The collaborative effort will harness Duke’s Product Lab, with industry partners to deliver prototypes that have immediate impact and long-term potential. The product lab is a student-led program where team co-create solutions. The partnership, officials said, hopes to solve the common challenge of billing for railcar repairs.
Railcar repairs are controlled by conditional rules designed to ensure safe operations, but the complexity of the rules often results in mechanical teams spending time on paperwork and researching manuals. To address this, Railinc developed CarLogix, an intelligent railcar repair application to guide mechanics through the repair recording process, checking repair records against industry rules in real-time to ensure accuracy and eliminate doing the repairs over again to satisfy regulations.
“This collaboration with Duke University is about bringing together innovation, academia, and industry to strengthen the rail network. We are excited to partner with students at Duke on this project and look forward to developing solutions that will improve railcar recording and accuracy – a critical need for the freight rail industry,” Allen West, President and CEO of Railinc, said.
Duke’s students will look at how AI, mobile devices and social media-style technologies could improve efficiency and knowledge sharing. Officials said that kind of innovation is critical for teams performing minor repairs outside of traditional repair shops, where access to computers is limited.

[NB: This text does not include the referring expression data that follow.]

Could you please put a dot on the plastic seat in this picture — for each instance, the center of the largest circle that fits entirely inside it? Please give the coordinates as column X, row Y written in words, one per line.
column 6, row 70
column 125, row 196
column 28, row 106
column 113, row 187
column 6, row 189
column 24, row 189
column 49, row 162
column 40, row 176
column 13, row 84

“At Duke, we believe innovation happens when students, faculty, and industry come together to tackle meaningful, real-world challenges. Collaborating with Railinc brings our mission to life, giving our students the chance to apply their creativity to one of the nation’s most vital industries while also creating solutions that strengthen the communities and workers it touches,” Adria Dunbar, Managing Director of the Christensen Family Center for Innovation at Duke University, said.